EnBW Regional expert Daniel Schölhorn stated, "We are at an expansion quota of one to four, meaning that for every fourth PV system that is installed, we need to expand the grid. A few years back this quota was at 10." It is, therefore, important to bring this quota down again.

On cloudy days in Sonderbuch, the capacity at the three local grid stations fluctuates between 80 kilowatts of feed-in from solar power to 20 kW of load. "It surprised us that the worse-case scenarios do come true," Schölhorn added. In the course of a day, the capacity at the local mains transformer can fluctuate more than once between maximum consumption and maximum feed-in. The capacity fluctuations can lead to voltage fluctuations that can eventually lead to the inverters shutting down.
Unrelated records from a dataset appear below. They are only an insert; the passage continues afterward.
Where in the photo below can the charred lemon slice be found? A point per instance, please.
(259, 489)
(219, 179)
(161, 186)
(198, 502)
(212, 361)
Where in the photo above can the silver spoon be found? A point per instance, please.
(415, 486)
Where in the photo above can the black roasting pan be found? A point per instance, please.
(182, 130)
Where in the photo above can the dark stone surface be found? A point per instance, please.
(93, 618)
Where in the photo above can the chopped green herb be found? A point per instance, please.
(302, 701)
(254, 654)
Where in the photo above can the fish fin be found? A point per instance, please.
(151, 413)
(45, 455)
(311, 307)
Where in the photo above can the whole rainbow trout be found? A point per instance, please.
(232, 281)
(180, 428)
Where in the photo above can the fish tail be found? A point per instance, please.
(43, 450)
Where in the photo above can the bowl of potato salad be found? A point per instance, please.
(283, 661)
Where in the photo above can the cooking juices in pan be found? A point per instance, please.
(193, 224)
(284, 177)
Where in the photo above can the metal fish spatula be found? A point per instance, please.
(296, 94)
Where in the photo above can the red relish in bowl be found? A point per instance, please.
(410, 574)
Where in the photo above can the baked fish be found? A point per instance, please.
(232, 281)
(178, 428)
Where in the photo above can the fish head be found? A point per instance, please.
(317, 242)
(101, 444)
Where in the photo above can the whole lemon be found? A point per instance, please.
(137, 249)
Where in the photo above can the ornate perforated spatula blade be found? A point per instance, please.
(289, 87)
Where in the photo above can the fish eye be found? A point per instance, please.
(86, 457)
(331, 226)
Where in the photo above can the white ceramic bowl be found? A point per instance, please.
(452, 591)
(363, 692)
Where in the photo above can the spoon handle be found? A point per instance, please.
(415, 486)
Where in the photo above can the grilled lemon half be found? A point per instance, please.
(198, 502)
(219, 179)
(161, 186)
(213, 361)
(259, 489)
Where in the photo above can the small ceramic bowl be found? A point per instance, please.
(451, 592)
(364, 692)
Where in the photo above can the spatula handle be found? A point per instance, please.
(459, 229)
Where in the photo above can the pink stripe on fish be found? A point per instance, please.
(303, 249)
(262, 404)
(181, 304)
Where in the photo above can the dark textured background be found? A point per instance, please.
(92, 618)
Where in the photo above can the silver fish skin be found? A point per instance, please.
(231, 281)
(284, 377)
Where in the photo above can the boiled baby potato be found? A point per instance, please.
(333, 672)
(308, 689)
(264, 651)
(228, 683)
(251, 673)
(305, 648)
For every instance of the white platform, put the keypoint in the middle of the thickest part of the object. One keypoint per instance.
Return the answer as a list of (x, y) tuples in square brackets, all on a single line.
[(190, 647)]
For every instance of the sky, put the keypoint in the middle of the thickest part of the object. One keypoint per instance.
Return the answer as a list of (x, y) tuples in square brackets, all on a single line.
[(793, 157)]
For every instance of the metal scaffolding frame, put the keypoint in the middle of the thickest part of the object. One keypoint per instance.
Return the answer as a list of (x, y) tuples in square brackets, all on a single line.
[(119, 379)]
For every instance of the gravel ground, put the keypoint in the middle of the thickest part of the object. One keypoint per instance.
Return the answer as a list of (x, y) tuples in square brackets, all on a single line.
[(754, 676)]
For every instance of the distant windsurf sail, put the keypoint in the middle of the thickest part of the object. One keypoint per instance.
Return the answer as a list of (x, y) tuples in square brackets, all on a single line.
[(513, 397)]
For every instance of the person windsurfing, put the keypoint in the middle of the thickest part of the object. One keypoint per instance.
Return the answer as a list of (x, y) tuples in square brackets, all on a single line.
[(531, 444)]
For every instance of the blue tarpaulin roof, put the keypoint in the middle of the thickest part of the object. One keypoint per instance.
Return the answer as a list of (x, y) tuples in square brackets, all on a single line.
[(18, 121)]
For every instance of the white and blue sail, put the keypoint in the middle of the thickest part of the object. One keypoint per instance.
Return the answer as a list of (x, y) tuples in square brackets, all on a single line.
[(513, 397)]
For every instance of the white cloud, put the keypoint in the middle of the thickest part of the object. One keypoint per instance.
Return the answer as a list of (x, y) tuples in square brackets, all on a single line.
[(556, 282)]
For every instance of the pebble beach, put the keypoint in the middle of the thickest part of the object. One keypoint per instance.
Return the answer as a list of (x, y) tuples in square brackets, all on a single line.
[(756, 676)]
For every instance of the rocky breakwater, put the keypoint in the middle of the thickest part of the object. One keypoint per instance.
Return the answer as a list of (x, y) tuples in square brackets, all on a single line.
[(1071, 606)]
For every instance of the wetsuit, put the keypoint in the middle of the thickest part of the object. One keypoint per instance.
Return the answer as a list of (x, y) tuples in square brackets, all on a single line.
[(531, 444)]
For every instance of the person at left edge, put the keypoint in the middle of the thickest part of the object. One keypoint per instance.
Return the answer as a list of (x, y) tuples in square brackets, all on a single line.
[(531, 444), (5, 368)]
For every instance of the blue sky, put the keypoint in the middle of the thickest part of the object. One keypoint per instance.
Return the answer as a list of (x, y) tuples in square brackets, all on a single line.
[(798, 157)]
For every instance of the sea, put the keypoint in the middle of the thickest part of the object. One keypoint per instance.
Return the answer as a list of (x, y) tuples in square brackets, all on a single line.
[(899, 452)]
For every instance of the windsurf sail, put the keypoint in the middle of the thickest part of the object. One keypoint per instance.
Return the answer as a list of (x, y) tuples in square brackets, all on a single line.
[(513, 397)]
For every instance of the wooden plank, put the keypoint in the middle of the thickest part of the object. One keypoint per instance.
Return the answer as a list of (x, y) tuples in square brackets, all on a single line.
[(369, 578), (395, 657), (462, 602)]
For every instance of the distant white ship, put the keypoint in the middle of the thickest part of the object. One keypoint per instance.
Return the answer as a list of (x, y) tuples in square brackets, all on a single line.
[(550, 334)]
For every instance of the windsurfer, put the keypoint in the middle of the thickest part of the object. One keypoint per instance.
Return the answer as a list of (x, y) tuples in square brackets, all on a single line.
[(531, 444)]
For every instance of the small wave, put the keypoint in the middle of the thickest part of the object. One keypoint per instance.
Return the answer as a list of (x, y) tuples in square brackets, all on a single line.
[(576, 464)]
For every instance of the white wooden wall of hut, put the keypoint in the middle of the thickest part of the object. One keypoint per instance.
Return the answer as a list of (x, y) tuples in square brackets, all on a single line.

In Sonderbuch, adjustable local mains transformers are already working, adjusting voltage in the local grid. The grid is fixed with multiple measurement points for the experts to examine the data. "We believe that in about half a year we can use the adjustable local mains transformers as the standard solution," said Schölhorn.

In order to quickly level off the fluctuations, EnBW will also add lithium-ion battery storage systems, which will function differently to those for self-consumption optimization. To compensate for the fluctuation, the storage system must be able to provide charge- and discharge- capacities of 28 kW and comparatively need only a 30kWh capacity.

Solar power with storage

As in Germany, a pilot project has been organized in Spain with the inverter company Ingeteam. One solar power plant in Navarra has been equipped with 150 kWh storage and another with a 1.1 MWh storage system. This way the production curve will not just be leveled, but also moved back to some extent.

In another project, a solar plant is combined with battery storage and a diesel generator. The battery storage is used to bridge the gap between a point where solar irradiation falls and the diesel generator starts. Such solutions are thus interesting for installations where a diesel generator is in use anyway.

At the moment, the experts are heavily concentrating on technical solutions. The next step would be to implement systems efficiently and to develop business models. What the cost would be for the grid connection of PV systems with new technologies in the free market remains to be answered.